Im Juli war im DHL-Logistikzentrum in Leipzig ein Paket in Brand geraten. Drei Monate später berichtete Verfassungsschutzpräsident Thomas Haldenwang, Deutschland sei bei dem möglicherweise von Russland initiierten Brand nur knapp einer Katastrophe entgangen. Ihm zufolge war es reiner Zufall, dass das Paket am Boden und nicht während des Fluges in Brand geraten war - sonst wäre ein Absturz wohl unvermeidlich gewesen. Die Bundesanwaltschaft ermittelt in dem Fall.

Auch in Großbritannien brannte im Juli ein Paket in einem DHL-Warenlager. In Polen setzte ein Paket laut Medienberichten einen DHL-Lkw in Brand. Der britische Geheimdienstchef Ken McCallum warnte Anfang Oktober vor russischen Sabotageakten und Brandstiftungen. Moskau wolle in den Unterstützerländern der Ukraine "Chaos" stiften, sagte McCallum.

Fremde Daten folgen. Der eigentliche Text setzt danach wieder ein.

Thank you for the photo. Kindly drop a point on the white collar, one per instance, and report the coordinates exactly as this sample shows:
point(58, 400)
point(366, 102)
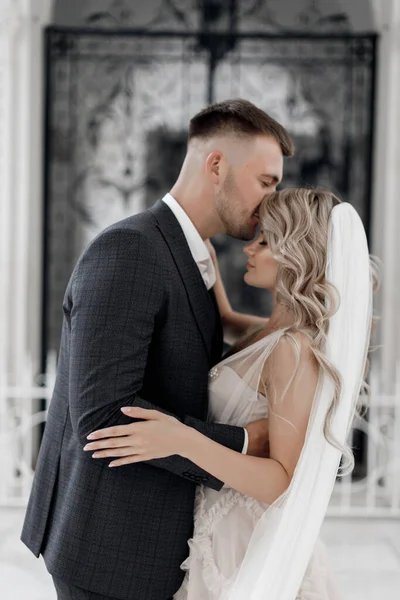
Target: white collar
point(197, 246)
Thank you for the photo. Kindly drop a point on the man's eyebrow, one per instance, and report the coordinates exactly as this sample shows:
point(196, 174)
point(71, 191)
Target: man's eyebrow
point(274, 178)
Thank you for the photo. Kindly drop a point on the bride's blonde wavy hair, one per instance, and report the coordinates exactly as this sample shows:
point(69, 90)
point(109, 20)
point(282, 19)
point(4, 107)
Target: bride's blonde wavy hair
point(295, 225)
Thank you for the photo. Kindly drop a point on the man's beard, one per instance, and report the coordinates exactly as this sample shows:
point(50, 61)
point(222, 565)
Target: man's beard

Nach Angaben der litauischen Polizei rutschte die am Montag abgestürzte Maschine mehrere hundert Meter weit über den Boden und krachte in mehrere Häuser. In einem Wohnhaus brach Feuer aus. Die Bewohner konnten nach Angaben des Katastrophenschutzes in Sicherheit gebracht werden.

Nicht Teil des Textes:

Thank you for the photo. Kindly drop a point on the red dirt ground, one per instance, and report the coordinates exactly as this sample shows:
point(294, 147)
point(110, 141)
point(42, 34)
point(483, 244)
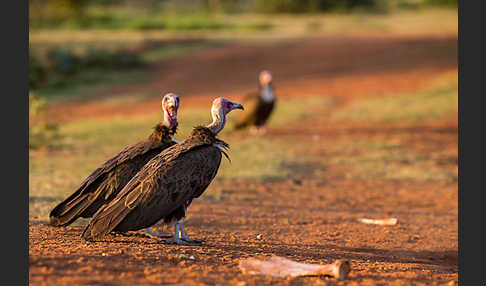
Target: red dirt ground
point(304, 218)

Laut Polizei kam das bei dem Absturz getötete Besatzungsmitglied aus Spanien, die drei übrigen kamen demnach aus Deutschland, Spanien und Litauen. Laut Polizeichef Arunas Paulauskas sollten die verletzten Besatzungsmitglieder der Maschine im Krankenhaus befragt werden.

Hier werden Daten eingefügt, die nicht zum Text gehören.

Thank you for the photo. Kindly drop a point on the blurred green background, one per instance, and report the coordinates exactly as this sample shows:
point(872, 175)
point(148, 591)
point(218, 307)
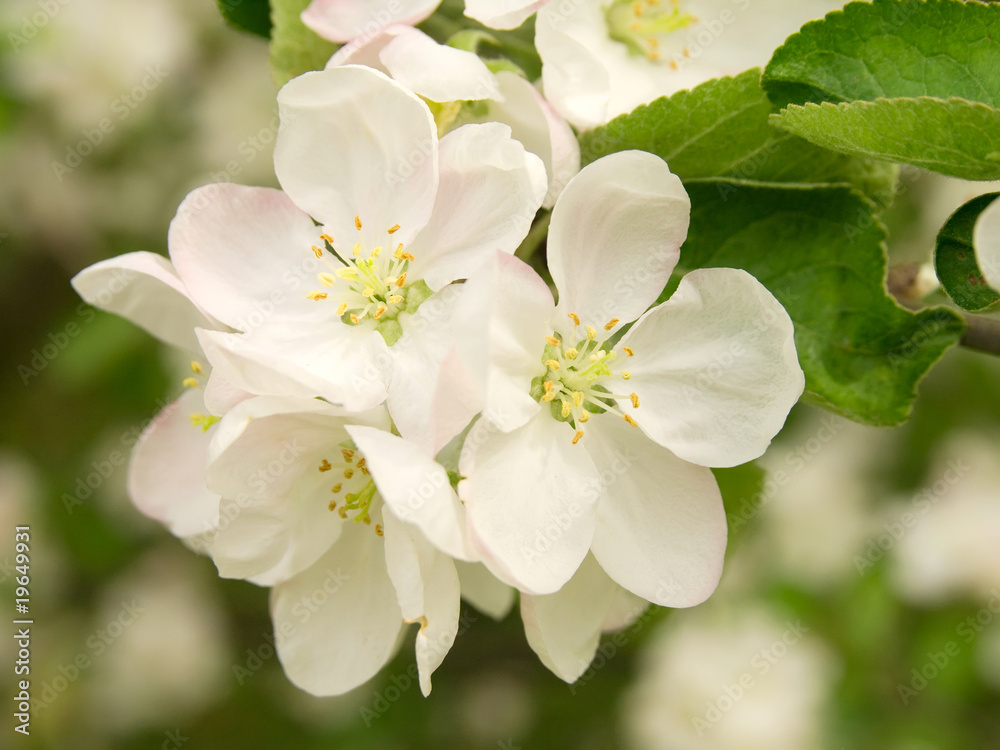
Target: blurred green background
point(843, 619)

DHL erklärte, das abgestürzte Flugzeug sei im Auftrag von DHL von ihrem Servicepartner Swift Air betrieben worden. Etwa einen Kilometer vor dem Flughafen der litauischen Hauptstadt habe das Flugzeug "eine Notlandung durchgeführt". Die Ursache des Unglücks sei noch unklar. Das Flugzeug transportierte Post für verschiedene Kunden.

Der Vize-Vorsitzende des Geheimdienste-Kontrollgremiums des Bundestages, Roderich Kiesewetter (CDU), sieht Russland als möglichen Urheber für den Absturz. "Auch wenn es aktuell noch nicht aufgeklärt ist, es ist zumindest wahrscheinlich, dass es sich um eine russische Sabotage und somit Terror handeln könnte, da Nachrichtendienste und Partner eindringlich davor gewarnt haben", sagte er dem "Handelsblatt".

Es habe "wiederholt relevante und sehr ernstzunehmende Hinweise auf Sabotageversuche gegen den Luftfrachtbereich der DHL gerade in Bezug auf den Flughafen Leipzig" gegeben, sagte der Grünen-Sicherheitsexperte Konstantin von Notz den Funke-Medien. Er forderte, den Absturz in Litauen "ebenso entschlossen wie umgehend" aufzuklären.